Fresh Evidence Cited Vs 'Lackawanna 6'
Some of the Buffalo-area men accused of being part of an al Qaeda sleeper cell had tapes and documents in their homes that called for suicide operations against Islam's "enemies," federal prosecutors contended in court papers filed late Friday, according to the Saturday editions of The Washington Post.
"Martyrdom or self-sacrifice operations are those performed by one or more people against enemies far outstripping them in numbers and equipment," the Post quotes a document as saying.
Prosecutors contend the document was recovered in a Sept. 25 search of the Hamburg, N.Y, apartment used by Yasein Taher.
"The form this usually takes nowadays is to wire up one's body, or a vehicle or suitcase with explosives, and then to enter into a conglomeration of the enemy, or in their vital facilities, and to detonate in an appropriate place there in order to cause the maximum losses in enemy ranks," the document continued.
The government is seeking to hold without bail the five arrested earlier this month in the Buffalo suburb of Lackawanna, N.Y., on charges they provided support to terrorists. A sixth man accused of being part of the cell is in U.S. custody in Bahrian.
The six, all U.S. citizens of Yemeni descent in their 20s, lived just blocks from each other in Lackawanna.
The detainees deny any al Qaeda membership.
Two other suspected cell members, identified as Jaber Elbaneh and Kamal Derwish, are believed to be in hiding in Yemen. Authorities say they think Derwish is the ringleader.
U.S. Magistrate H. Kenneth Schroeder Jr., who last week held three days of hearings on the men's detention and asked for additional information, has indicated he will rule by Thursday.
Two of the men arrested in Lackawanna, Sahim Alwan and Yahya Goba, had audiotapes in their apartments that called for Jihad and martyrdom, court papers claim. One of Alwan's tapes contains a lecture by a radical Islamic cleric who calls for "fighting the West and invading Europe and America with Islam," according to the government's affidavit in support of continued detention for the men, the Post reports.
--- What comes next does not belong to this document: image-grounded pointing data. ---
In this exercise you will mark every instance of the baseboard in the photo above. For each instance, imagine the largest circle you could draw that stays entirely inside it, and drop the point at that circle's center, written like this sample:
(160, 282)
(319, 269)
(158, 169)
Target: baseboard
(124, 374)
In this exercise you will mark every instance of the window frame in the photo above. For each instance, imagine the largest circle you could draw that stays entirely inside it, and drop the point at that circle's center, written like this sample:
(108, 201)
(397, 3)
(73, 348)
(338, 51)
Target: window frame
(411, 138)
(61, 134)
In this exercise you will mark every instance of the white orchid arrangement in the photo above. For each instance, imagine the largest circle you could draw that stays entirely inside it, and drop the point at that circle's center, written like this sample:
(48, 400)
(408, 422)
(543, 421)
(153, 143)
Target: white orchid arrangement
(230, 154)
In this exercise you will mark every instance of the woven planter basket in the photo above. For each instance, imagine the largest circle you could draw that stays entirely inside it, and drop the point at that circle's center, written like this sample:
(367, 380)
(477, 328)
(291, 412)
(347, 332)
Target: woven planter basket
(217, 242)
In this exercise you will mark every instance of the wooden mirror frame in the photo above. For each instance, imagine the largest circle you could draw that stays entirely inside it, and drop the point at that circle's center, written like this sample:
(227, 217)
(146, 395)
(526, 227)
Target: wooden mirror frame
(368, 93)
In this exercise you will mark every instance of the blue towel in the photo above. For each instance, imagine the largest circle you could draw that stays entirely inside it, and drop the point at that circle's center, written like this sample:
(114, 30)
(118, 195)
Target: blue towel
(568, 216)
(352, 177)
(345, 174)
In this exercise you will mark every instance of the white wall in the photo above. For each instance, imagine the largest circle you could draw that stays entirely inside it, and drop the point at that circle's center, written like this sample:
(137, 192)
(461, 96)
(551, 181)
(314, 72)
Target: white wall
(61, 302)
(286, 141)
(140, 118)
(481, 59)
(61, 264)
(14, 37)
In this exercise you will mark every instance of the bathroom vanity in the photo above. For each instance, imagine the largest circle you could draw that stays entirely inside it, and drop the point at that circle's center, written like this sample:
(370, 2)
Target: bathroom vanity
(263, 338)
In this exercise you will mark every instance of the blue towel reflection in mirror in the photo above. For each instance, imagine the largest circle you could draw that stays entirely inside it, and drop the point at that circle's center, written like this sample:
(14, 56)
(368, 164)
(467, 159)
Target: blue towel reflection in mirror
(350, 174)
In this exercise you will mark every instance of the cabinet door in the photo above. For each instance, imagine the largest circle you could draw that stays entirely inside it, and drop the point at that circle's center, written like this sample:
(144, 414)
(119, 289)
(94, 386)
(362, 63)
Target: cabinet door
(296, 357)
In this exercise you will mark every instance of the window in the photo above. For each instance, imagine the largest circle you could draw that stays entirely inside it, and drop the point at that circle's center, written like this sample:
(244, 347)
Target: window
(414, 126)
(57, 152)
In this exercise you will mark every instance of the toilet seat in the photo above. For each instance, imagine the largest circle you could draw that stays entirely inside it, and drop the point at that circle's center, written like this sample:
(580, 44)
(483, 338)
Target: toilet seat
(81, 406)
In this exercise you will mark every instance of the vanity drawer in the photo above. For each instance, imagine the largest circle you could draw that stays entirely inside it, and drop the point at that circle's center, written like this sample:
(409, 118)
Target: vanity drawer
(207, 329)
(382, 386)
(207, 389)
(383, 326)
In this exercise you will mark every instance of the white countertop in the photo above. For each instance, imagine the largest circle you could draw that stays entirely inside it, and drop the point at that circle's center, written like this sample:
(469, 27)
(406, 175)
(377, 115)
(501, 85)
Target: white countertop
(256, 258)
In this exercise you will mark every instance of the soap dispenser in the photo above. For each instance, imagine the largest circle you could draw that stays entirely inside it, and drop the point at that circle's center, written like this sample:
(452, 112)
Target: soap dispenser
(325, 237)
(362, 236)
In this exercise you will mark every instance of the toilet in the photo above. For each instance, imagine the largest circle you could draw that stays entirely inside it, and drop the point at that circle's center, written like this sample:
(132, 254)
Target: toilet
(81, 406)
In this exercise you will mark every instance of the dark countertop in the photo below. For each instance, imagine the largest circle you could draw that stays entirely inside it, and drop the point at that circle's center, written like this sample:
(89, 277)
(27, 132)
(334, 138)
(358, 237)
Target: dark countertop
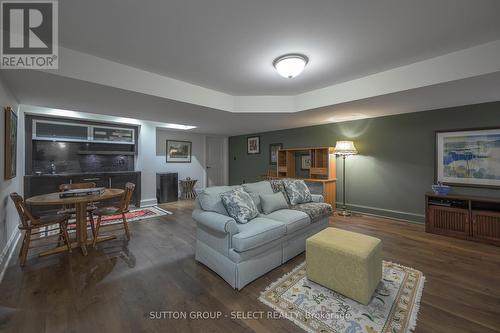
(101, 173)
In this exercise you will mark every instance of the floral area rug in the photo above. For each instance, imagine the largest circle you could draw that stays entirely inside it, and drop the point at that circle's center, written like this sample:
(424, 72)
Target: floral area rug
(393, 308)
(137, 214)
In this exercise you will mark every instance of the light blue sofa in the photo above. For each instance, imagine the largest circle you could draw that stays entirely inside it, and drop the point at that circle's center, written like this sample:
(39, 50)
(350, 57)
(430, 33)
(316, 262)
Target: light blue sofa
(240, 253)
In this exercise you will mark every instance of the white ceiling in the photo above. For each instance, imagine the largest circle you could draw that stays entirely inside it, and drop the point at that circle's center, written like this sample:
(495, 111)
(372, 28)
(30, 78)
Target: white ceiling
(229, 45)
(52, 91)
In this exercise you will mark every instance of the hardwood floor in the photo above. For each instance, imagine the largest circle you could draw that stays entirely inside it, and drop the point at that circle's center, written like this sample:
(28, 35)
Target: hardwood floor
(115, 287)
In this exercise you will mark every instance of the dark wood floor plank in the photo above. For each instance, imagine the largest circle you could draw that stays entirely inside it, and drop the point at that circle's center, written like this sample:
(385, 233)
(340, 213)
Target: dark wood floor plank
(117, 286)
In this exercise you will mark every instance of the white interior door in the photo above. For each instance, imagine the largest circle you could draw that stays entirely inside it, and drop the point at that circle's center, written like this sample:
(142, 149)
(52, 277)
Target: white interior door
(215, 161)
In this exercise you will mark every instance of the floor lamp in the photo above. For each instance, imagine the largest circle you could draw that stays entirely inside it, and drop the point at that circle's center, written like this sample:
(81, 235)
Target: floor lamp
(344, 149)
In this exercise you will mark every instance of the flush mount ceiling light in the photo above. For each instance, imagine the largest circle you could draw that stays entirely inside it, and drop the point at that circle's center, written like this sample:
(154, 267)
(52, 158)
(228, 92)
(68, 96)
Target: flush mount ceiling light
(290, 65)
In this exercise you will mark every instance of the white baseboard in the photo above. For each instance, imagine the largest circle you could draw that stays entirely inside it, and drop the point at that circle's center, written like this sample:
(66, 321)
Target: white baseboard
(7, 252)
(149, 202)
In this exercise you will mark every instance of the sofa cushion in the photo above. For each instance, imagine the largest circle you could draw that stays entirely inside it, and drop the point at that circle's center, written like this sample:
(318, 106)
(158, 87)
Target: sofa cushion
(315, 210)
(297, 191)
(257, 232)
(272, 202)
(239, 205)
(293, 219)
(263, 187)
(210, 200)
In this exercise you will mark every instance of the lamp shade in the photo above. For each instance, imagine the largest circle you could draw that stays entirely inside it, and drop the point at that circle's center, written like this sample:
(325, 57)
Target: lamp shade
(345, 148)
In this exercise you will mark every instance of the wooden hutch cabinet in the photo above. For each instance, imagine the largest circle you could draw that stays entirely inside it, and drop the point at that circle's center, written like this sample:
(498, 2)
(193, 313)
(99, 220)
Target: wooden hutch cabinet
(320, 176)
(465, 217)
Additionally, according to the Post, the government said the detainee in Bahrain, Mukhtar Al-Bakri, has told the FBI that when he and the others were in an al Qaeda training camp in the summer of 2001, Osama bin Laden "told them in unequivocal terms that there 'is going to be a fight against Americans.' " Al-Bakri further told the FBI, according to the government, that he was being trained for the purpose of fighting Americans, the Post says.
Until now, the government has released little information about the links it maintains the suspects have to al Qaeda, the Post points out. Prosecutors have said the men received weapons training at a camp in Afghanistan, and have cited a cryptic e-mail Al-Bakri sent this summer from Bahrain to his co-defendants in Lackawanna. In it he wrote that the "next meal will be very big, no one will be able to withstand it," according to the Post.
The government also said searches of the men's homes had turned up weapons and false identification and credit cards, the Post reports. A registered pistol and a rifle were recovered from a residence in New York used by Al-Bakri, prosecutors said. One of the men, Shafal Mosed, had two different Social Security cards in his possession, the government said, along with 11 credit cards bearing six different names, the Post says.
In the court papers, prosecutors argued that the six should be denied bail because the U.S. lacks an extradition treaty with Yemen.
"Given that the defendants have strong familial ties to Yemen, the defendants are provided an easy opportunity and incentive to go where they are free of the jurisdiction of this court," U.S. Attorney Michael Battle said in court papers Friday.
In separate documents, defense lawyers argued that the men pose no danger or flight risk, with families in Lackawanna, five miles south of Buffalo, willing to pledge property to guarantee their presence at trial.
All six, who are Muslims, say they went to Pakistan in the spring of 2001 to pursue religious training.
However, al-Bakri and Alwan said the six also attended a military training camp in Afghanistan run by al Qaeda, according to their lawyers. Both gave statements to the FBI, the basis for the federal charges of supporting a foreign terrorist organization.
But attorneys for the other four, Faysal Galab, Taher, Mosed, and Goba dispute that their clients ever went to Afghanistan and dispute the other men's credibility.
Also, they say that "al-Bakri acknowledged to the FBI that, when he was at the camp, he was a member of al Qaeda."
John Molloy, al-Bakri's lawyer, said his client didn't accept any of what he was told in Afghanistan. "There was no showing in the government's proffer that Mr. Al-Bakri bought into any of the propaganda or was willing or able to put any of the training offered into practice."
James Harrington, attorney for Alwan, said his client acknowledged getting some instruction in the use of a Kalashnokov rifle at the camp, but never fired live ammunition. "Mr. Alwan stated that he realized immediately that he did not belong at the camp and wanted to leave it," said Harrington.
But prosecutors questioned why the six would go there at all, then quietly return to their lives in the U.S. While Alwan left the camp after about 10 days, prosecutors allege the others stayed five to six weeks.